Full Circle: Guilford Connections with Refugee Communities

      Experiential learning through community engagement is a long term investment. Sometimes the payoff takes decades because Guilford College's stewardship is built on the idea that some good things can't be measured by quarterly returns or academic semesters. Bonner Center for Community Service and Learning and its student coordinators and teams of student volunteers have run some community sites for years, long enough for refugee and immigrant children who were tutored by Guilfordians to have grown up ready for college themselves.

      So it is not a surprise that all four Montagnard Jarai and Montagnard Rhade Bonner Scholars currently enrolled have connections to these sites, with positive memories of tutors, after school activities and enrichment programs. The Montagnards, an indigenous tribal people, make up a unique population found only here in Greensboro and the Piedmont outside their native Southeast Asia. Y Dem Adrong is another Montagnard Rhade Guilfordian, who although not a Bonner, is actively involved in community service work. After completing his AAS degree in Criminal Justice at GTCC he applied and was accepted as a CCE student pursuing a 4-year degree in Criminal Justice. One day he walked into the Bonner Center and introduced himself to Andrew Young, Volunteer Training Coordinator, who has worked with the Montagnard community for many years. When Y Dem told his story, Andrew brought him to James Shields, Director of the Bonner Center, and asked him to repeat it. He said that when he was a child Guilford volunteers tutored at him at his apartment complex and were his role models. Growing up many of his peers didn't make it — poverty and cultural isolation took their toll. But his dream had been to attend the college his role models came from, so here he was. And although it had been many years he remembered their names and James contacted them and they remembered Y Dem, too.

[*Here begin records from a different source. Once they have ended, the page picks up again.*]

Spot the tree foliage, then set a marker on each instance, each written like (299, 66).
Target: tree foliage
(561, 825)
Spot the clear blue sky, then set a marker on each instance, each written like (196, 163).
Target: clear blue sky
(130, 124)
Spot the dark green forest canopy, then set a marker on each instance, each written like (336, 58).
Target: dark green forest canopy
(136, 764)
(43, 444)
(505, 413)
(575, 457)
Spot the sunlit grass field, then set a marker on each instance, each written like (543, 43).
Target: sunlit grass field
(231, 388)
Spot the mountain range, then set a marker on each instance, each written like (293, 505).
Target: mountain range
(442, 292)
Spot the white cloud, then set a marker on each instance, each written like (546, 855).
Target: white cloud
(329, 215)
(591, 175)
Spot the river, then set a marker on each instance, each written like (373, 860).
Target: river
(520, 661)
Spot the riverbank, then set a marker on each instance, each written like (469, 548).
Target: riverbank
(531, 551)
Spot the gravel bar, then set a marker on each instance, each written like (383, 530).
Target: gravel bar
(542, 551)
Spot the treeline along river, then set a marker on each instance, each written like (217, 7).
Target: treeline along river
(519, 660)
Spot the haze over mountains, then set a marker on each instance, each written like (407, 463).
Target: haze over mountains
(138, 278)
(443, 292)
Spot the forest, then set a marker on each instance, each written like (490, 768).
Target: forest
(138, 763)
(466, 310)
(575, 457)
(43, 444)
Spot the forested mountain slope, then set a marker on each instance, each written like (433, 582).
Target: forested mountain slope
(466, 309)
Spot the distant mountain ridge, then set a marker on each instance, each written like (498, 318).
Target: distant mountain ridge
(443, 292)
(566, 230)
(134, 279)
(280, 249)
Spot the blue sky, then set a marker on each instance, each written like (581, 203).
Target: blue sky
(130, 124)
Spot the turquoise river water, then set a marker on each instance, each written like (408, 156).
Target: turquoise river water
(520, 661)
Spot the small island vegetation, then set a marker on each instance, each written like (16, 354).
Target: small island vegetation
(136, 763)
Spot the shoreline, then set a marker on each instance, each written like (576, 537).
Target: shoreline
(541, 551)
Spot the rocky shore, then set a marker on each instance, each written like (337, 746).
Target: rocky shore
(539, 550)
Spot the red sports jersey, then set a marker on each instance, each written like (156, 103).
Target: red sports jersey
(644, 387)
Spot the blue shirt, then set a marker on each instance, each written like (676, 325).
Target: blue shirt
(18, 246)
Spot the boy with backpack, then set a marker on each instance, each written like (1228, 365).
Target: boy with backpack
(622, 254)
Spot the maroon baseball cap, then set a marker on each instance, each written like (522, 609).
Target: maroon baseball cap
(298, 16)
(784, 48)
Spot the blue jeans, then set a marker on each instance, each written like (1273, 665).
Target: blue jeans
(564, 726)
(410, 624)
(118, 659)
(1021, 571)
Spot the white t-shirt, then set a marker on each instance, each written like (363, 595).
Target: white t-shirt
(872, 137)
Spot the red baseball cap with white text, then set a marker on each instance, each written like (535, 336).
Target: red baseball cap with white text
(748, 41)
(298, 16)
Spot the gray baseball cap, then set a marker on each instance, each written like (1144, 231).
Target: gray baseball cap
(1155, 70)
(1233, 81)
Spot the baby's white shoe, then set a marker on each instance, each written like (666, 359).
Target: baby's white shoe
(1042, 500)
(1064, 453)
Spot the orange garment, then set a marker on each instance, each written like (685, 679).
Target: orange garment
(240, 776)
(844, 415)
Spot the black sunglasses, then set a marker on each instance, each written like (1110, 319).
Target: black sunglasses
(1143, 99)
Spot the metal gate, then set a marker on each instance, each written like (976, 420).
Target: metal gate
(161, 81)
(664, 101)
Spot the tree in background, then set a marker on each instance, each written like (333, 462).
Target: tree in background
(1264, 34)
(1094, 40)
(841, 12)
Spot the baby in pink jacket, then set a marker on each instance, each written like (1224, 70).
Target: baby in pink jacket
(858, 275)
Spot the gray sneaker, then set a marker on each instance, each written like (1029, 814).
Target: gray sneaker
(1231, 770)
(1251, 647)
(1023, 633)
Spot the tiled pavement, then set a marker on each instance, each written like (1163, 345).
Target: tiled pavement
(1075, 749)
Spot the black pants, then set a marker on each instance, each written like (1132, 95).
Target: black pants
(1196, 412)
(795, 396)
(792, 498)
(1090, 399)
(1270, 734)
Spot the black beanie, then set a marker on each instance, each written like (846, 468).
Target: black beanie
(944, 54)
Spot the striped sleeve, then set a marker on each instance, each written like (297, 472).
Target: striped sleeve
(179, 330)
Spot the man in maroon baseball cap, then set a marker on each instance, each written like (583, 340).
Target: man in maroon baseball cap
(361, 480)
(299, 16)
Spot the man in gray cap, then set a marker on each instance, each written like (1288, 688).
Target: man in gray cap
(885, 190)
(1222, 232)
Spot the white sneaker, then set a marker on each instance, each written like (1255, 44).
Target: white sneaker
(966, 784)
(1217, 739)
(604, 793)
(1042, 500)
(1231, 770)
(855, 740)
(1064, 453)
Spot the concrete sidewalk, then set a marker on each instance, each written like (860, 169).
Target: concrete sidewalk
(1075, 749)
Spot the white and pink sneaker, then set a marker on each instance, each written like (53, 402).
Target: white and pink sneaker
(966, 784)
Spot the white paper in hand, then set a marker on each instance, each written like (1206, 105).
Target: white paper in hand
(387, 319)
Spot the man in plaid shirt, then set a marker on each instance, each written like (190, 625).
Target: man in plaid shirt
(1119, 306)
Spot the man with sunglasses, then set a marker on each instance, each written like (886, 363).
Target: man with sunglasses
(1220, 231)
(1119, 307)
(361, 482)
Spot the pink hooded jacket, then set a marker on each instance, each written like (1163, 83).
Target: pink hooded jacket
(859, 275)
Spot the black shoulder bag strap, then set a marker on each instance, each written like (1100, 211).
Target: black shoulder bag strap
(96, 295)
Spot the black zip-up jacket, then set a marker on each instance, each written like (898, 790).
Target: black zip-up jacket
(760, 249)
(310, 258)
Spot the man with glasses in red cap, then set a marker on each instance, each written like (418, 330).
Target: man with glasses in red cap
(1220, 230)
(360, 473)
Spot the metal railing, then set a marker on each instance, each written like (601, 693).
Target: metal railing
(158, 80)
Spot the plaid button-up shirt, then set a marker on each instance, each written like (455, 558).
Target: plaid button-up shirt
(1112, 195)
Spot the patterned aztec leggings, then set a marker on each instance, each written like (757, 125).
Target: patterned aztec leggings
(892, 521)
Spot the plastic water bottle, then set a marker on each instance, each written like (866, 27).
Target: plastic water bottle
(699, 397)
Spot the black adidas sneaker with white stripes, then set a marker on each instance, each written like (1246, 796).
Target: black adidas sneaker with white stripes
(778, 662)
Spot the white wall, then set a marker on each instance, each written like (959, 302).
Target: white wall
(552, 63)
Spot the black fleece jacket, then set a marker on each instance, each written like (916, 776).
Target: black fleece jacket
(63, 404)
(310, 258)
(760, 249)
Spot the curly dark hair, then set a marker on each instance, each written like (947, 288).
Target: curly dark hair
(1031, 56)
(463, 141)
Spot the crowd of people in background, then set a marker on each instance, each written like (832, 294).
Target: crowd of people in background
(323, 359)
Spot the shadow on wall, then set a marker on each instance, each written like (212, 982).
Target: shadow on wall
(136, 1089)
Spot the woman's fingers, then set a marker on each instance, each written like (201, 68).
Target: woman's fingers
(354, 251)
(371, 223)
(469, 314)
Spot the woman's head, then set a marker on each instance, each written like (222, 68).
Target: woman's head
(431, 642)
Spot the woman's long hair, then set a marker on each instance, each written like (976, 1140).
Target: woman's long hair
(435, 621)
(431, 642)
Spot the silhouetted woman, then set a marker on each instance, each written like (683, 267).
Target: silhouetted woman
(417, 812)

     Today the work at these sites continues. Community bonds are strengthened and relationships renewed. But there's a new twist. Refugee and immigrant Guilfordians are themselves becoming site and project leaders and creating initiatives that address community needs from the perspective of those who've been there, know the language and the culture. Y Dem is teaming up with Stephanie Barron, a Latina Criminal Justice major, to create a legal information center for newcomers. Lek Siu, Vung Ksor and H Lois Mlo tutor and mentor and collaborate with Center for New North Carolinian researchers on hypertension and ethnobotany studies. Jon Siu, the first Montagnard Jarai student to graduate from Guilford (May '14), was instrumental in revealing the extent poor language interpretation plagues our local courts. This year Guilford accepted the first refugee students from Bhutan. Last year the first Karen refugee student was accepted. Because Greensboro is a refugee city, this a welcomed trend.